Global television audiences who tuned in for their local weather reports last Thursday were in for a surprise – a special forecast from the year 2050.
While the format is familiar, the forecasts – anchored by children – are not.
These young TV meteorologists joined the United Nations Development Programme (UNDP) for its newly Weather Kids campaign, created in partnership with the World Meteorological Organization (WMO) and The Weather Channel, the flagship consumer brand of The Weather Company.
Supported by global celebrities and UNDP Goodwill Ambassadors, including Oscar-winning Malaysian actor Michelle Yeoh, American actor Connie Britton and Danish actor Nikolaj Coster-Waldau.
The campaign is part of UNDP’s efforts to boost awareness on the impacts of climate change and to mobilize people around the world to take meaningful climate action for future generations.
UNDP Administrator, Achim Steiner, in a statement issued on Sunday in Abuja, following the inauguration of UNDP’s Weather Kids Climate Change Awareness Campaign project.
The campaign, according to Steiner, was organised in partnership with the World Meteorological Organisation (WMO) and Weather Channel.

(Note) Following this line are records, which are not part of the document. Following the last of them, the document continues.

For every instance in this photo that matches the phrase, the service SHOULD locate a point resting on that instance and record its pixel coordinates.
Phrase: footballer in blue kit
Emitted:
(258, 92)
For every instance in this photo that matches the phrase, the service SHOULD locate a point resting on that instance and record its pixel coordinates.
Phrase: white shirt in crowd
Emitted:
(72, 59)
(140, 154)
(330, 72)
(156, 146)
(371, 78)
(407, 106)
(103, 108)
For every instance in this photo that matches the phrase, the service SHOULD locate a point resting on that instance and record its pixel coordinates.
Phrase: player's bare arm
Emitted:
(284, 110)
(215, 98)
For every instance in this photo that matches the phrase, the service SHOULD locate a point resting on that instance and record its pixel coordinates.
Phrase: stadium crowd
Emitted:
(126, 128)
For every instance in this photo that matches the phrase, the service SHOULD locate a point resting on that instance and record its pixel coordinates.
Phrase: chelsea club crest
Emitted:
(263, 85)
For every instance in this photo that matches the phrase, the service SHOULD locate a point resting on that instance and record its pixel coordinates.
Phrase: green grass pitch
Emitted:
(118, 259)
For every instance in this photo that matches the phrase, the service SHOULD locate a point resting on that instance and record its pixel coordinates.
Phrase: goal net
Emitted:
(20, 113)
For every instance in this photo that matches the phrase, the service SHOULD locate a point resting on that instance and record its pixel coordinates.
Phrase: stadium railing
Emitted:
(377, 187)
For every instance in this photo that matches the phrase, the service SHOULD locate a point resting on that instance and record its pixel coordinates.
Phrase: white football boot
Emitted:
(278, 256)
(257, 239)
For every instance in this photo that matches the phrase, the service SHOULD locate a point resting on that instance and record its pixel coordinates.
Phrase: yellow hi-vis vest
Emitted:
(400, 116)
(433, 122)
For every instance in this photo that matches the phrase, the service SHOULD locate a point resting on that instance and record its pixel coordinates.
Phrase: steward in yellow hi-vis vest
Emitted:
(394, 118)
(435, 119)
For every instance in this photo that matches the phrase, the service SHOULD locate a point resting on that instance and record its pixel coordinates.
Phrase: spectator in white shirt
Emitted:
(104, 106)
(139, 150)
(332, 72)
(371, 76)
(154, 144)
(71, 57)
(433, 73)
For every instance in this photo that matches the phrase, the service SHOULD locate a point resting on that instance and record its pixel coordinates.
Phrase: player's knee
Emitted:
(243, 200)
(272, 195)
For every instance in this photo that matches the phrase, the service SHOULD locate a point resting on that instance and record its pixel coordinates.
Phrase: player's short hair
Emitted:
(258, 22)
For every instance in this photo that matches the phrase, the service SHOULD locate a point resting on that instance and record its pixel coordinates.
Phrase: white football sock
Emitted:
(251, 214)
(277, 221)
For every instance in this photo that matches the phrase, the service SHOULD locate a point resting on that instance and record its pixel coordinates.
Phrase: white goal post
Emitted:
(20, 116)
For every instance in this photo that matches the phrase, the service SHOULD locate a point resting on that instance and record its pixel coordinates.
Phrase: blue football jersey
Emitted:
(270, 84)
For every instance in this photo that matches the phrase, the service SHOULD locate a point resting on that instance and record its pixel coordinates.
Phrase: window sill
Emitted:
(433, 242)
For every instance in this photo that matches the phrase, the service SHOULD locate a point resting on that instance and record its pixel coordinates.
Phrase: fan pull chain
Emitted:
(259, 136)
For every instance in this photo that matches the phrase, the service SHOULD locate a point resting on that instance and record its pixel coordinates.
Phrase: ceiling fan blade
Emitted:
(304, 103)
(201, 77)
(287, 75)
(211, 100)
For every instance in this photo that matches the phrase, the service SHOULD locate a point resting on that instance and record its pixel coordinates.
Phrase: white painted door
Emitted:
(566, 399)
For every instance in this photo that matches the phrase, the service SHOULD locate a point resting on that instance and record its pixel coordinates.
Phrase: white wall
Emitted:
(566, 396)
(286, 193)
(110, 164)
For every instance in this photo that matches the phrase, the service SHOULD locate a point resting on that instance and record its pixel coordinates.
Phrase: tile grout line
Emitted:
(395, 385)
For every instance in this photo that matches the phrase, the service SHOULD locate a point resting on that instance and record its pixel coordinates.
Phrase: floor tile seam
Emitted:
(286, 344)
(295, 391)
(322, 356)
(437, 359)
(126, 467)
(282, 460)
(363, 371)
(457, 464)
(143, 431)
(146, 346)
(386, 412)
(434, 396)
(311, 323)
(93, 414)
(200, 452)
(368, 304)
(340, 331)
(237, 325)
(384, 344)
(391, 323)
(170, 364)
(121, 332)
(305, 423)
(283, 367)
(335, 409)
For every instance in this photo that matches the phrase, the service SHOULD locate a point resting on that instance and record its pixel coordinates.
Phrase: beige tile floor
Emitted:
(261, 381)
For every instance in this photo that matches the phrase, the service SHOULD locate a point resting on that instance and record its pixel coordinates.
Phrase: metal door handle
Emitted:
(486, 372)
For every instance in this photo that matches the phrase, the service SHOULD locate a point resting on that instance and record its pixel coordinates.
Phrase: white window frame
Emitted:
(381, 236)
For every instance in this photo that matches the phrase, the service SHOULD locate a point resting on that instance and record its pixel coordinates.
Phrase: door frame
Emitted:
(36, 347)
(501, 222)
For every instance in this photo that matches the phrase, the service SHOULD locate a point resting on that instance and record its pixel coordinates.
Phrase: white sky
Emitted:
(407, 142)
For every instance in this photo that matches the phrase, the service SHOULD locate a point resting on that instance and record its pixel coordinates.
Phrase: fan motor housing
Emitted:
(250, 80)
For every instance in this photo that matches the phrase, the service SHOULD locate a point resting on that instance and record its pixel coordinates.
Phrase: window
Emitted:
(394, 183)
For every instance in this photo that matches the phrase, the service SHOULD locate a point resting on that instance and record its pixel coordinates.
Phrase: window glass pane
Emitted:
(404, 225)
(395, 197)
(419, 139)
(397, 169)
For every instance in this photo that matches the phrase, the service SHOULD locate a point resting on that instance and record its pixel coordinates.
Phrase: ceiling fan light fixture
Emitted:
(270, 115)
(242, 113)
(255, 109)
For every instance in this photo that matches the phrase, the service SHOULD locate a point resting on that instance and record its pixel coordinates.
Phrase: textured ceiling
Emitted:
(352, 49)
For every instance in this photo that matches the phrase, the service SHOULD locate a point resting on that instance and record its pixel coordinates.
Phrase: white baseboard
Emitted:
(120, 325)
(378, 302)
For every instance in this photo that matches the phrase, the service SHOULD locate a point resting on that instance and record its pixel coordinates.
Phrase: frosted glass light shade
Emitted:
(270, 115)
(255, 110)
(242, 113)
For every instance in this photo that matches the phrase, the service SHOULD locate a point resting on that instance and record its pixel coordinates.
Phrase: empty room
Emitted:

He added that the Weather Kids campaign was part of UNDP’s efforts to inspire public conversation and mobilise action on climate change, on the road to COP30 climate negotiations to be held in Brazil in 2025.
According to him, the campaign is part of efforts to promote awareness about the impacts of climate change and mobilise people, globally, to take action to safeguard future generations.
“Weather Kids adds a powerful voice to sensitising people about the future danger of climate change.
“Continued inertia on climate change will lead to an increasingly uninhabitable planet for the ‘kids of today’ and future generations.
“We can only course-correct, if we move at a speed and scale that includes decarbonising our economies and advancing access to affordable and clean energy for all.
“By doing so, we will also be protecting and restoring our natural world and empowering communities to have their say in their countries’ climate pledges.”
Steiner further explained that Weather Kids, underpinned by UNDP’s extensive work on climate change and climate action, was being aired on news channels in not less than 80 countries.
He said that the programme was designed to enable weather report television viewers to see the projected forecasts every day.
He added that this was developed using data from Intergovernmental Panel on Climate Change (IPCC) and UNDP’s human climate horizon data platform.
According to him, the global reach is possible through collaboration with WMO and Weather Channel, the flagship consumer brand of the Weather Company.
Steiner explained that COP30 would mark the conference’s 10th anniversary since the 2015 Paris Climate Agreement.
He added that it would also enable countries to align with limiting global temperature rise to 1.5 degrees Celsius.
He described the Nationally Determined Contributions (NDCs) by countries across the world as the core of the global fight against climate change.
“The newly established UNDP Climate Hub delivers the UN System’s largest portfolio of support on climate action in nearly 150 countries.
“UNDP’s flagship Climate Promise initiative has supported action to tackle global warming by working with 85 per cent of the world’s developing countries on their NDC submissions,” he said.